Plans to roll out as much as 300 gigawatts of renewable energy across Africa by 2030 – twice the continent’s total supplies – have been announced.
The African Renewable Energy Initiative, announced at the climate talks in Paris and backed by African leaders and governments, aims to achieve 10 gigawatts (GW) of new renewables by 2020, and mobilise the potential to generate 300GW by 2030.
It has been described as a “game changer” by aid campaigners.
Mohamed Adow, Christian Aid’s senior climate advisor, said: “To put it in context, Africa’s current total energy output is 150GW.
“This would deliver double that amount and all of it clean and renewable. It’s a major contribution towards meeting Africa’s energy needs, it will both ensure energy access for the poor and cut climate pollution.

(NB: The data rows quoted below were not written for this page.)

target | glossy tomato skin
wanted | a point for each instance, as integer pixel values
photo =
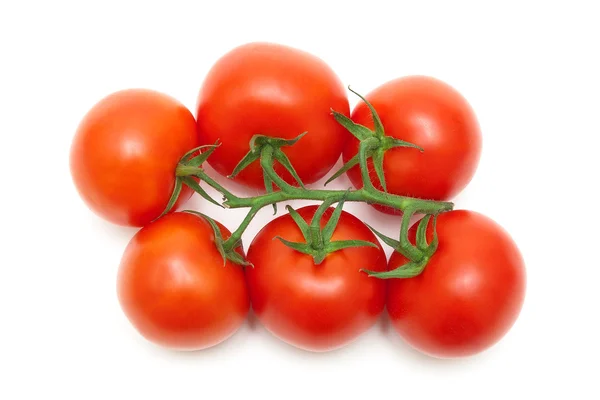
(174, 288)
(430, 113)
(125, 152)
(468, 296)
(278, 91)
(315, 307)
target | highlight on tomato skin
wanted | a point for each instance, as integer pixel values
(273, 90)
(315, 307)
(470, 293)
(124, 154)
(174, 287)
(429, 113)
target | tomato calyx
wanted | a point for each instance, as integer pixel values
(418, 254)
(190, 165)
(378, 142)
(318, 242)
(227, 253)
(267, 150)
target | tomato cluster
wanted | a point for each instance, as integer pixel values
(318, 285)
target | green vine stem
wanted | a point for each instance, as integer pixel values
(267, 151)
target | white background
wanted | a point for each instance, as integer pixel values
(530, 70)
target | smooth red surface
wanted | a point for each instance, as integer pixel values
(468, 296)
(430, 113)
(125, 152)
(174, 288)
(315, 307)
(273, 90)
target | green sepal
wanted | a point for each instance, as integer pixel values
(269, 188)
(431, 249)
(346, 244)
(359, 131)
(393, 243)
(391, 142)
(192, 184)
(379, 132)
(174, 196)
(378, 165)
(408, 270)
(248, 159)
(186, 157)
(351, 163)
(304, 248)
(333, 220)
(259, 141)
(421, 237)
(231, 255)
(198, 160)
(302, 224)
(282, 158)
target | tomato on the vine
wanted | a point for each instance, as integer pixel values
(278, 91)
(125, 152)
(431, 114)
(174, 287)
(469, 294)
(315, 307)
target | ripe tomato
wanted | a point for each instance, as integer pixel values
(174, 288)
(278, 91)
(125, 152)
(468, 296)
(428, 113)
(315, 307)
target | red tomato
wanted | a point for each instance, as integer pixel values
(468, 296)
(431, 114)
(174, 289)
(125, 152)
(315, 307)
(278, 91)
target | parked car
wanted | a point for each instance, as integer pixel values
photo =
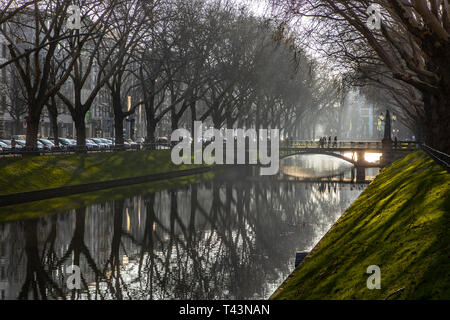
(107, 141)
(5, 147)
(91, 145)
(66, 144)
(48, 145)
(8, 142)
(100, 143)
(131, 143)
(22, 144)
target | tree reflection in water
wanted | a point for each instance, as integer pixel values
(216, 240)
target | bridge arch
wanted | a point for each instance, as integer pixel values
(321, 152)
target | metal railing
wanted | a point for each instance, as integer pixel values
(299, 144)
(441, 158)
(21, 152)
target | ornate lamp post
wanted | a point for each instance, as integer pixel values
(387, 140)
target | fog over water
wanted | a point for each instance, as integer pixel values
(219, 239)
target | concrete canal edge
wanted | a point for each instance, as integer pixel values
(30, 196)
(400, 223)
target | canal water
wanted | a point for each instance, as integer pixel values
(220, 239)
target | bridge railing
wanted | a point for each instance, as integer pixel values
(303, 144)
(441, 158)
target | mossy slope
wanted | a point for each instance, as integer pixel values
(401, 223)
(44, 172)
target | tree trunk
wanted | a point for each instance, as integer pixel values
(80, 127)
(53, 113)
(151, 129)
(32, 132)
(118, 127)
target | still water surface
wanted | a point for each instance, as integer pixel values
(220, 239)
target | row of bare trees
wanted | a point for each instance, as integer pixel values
(186, 60)
(405, 59)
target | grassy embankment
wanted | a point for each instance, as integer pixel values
(44, 172)
(401, 223)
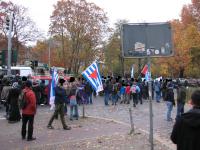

These are meaningful and practical benefits for everyone.”
Kumi Naidoo, Greenpeace International executive director and a South African, said Africa had demonstrated remarkable vision.
“Africans are in the frontline of climate change, and ours have often been the loudest voices calling for ambitious action. The plan to push for 300 gigawatts of renewables by 2030 is certainly ambitious.
“But the major chunk of it needs to come through solar and wind installation, as opposed to big dams. Only then will this initiative bring sustainable low-impact energy to huge numbers of people who currently don’t have access to electricity.
“Africa could become the clean energy continent.”